Notice: On April 23, 2014, Statalist moved from an email list to a forum, based at statalist.org.
[Date Prev][Date Next][Thread Prev][Thread Next][Date Index][Thread Index]
st: RE: using information from value label to generate new variables
From
Nick Cox <[email protected]>
To
Nick Cox <[email protected]>, "'[email protected]'" <[email protected]>
Subject
st: RE: using information from value label to generate new variables
Date
Thu, 7 Jun 2012 19:12:46 +0100
Sorry; please ignore this. It's based on reading only part of Evelyn's question. I will send a better answer soon.
Nick
[email protected]
-----Original Message-----
From: Nick Cox
Sent: 07 June 2012 19:12
To: '[email protected]'
Subject: RE: using information from value label to generate new variables
My main reaction is that the -egen- function -anymatch()- is there to create these indicator variables.
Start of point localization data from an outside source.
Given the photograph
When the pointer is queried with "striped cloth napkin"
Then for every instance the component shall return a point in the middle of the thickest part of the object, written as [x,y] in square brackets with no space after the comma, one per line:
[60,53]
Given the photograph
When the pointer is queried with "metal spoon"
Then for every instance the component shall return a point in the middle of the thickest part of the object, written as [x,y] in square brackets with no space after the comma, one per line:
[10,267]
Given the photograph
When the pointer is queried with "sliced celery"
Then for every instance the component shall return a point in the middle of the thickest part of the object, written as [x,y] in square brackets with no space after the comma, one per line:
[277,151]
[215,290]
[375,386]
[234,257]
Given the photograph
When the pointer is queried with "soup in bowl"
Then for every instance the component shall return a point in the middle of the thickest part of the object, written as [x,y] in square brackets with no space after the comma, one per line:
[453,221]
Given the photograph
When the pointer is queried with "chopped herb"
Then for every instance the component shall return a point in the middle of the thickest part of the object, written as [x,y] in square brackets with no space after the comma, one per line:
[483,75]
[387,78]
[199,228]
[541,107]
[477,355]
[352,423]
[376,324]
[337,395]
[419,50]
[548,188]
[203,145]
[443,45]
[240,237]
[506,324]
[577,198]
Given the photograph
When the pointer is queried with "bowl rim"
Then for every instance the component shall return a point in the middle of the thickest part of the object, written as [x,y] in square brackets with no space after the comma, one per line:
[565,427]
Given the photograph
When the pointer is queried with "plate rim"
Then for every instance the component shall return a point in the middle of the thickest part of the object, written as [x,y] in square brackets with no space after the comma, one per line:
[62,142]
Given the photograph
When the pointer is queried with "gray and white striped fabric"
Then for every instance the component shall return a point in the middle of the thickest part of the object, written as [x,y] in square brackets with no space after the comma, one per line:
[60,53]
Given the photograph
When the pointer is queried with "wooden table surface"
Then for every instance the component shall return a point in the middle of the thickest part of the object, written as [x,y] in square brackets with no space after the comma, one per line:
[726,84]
This example creates a sandpit for me to play in and shows what I mean.
clear
set obs 10
gen id = _n
label def country 1 Albania 2 Belgium 3 "Czech Republic" 4 Denmark 5 Estonia 6 Finland 7 Greece 8 Haiti 9 Iceland 10 Japan
forval j = 1/5 {
gen v`j' = ceil(10 * runiform())
label val v`j' country
}
l
forval k = 1/10 {
egen is`k' = anymatch(v*), val(`k')
label var is`k' "`: label country `k''"
}
d is*
l is*
This is what one run looks like (yours may differ because of different random numbers):
clear
. set obs 10
obs was 0, now 10
. gen id = _n
. label def country 1 Albania 2 Belgium 3 "Czech Republic" 4 Denmark 5 Estonia 6 Finland 7 Greece 8 Haiti 9 Iceland 10 Japan
. forval j = 1/5 {
2. gen v`j' = ceil(10 * runiform())
3. label val v`j' country
4. }
.
. l
+-------------------------------------------------------------+
| id v1 v2 v3 v4 v5 |
|-------------------------------------------------------------|
1. | 1 Haiti Finland Greece Haiti Denmark |
2. | 2 Greece Greece Greece Haiti Finland |
3. | 3 Denmark Belgium Estonia Finland Greece |
4. | 4 Albania Belgium Belgium Denmark Greece |
5. | 5 Iceland Greece Finland Belgium Finland |
|-------------------------------------------------------------|
6. | 6 Greece Finland Japan Finland Estonia |
7. | 7 Czech Republic Iceland Iceland Albania Japan |
8. | 8 Greece Albania Greece Denmark Japan |
9. | 9 Denmark Estonia Albania Estonia Japan |
10. | 10 Iceland Iceland Finland Iceland Japan |
+-------------------------------------------------------------+
.
. forval k = 1/10 {
2. egen is`k' = anymatch(v*), val(`k')
3. label var is`k' "`: label country `k''"
4. }
.
. d is*
storage display value
variable name type format label variable label
---------------------------------------------------------------------------------------------------------------------------------------------
is1 byte %8.0g Albania
is2 byte %8.0g Belgium
is3 byte %8.0g Czech Republic
is4 byte %8.0g Denmark
is5 byte %8.0g Estonia
is6 byte %8.0g Finland
is7 byte %8.0g Greece
is8 byte %8.0g Haiti
is9 byte %8.0g Iceland
is10 byte %8.0g Japan
. l is*
+------------------------------------------------------------+
| is1 is2 is3 is4 is5 is6 is7 is8 is9 is10 |
|------------------------------------------------------------|
1. | 0 0 0 1 0 1 1 1 0 0 |
2. | 0 0 0 0 0 1 1 1 0 0 |
3. | 0 1 0 1 1 1 1 0 0 0 |
4. | 1 1 0 1 0 0 1 0 0 0 |
5. | 0 1 0 0 0 1 1 0 1 0 |
|------------------------------------------------------------|
6. | 0 0 0 0 1 1 1 0 0 1 |
7. | 1 0 1 0 0 0 0 0 1 1 |
8. | 1 0 0 1 0 0 1 0 0 1 |
9. | 1 0 0 1 1 0 0 0 0 1 |
10. | 0 0 0 0 0 1 0 0 1 1 |
+------------------------------------------------------------+
Nick
[email protected]
Evelyn Ersanilli
I have a cross-sectional survey dataset.
For question "a", people were asked to list up to 9 countries.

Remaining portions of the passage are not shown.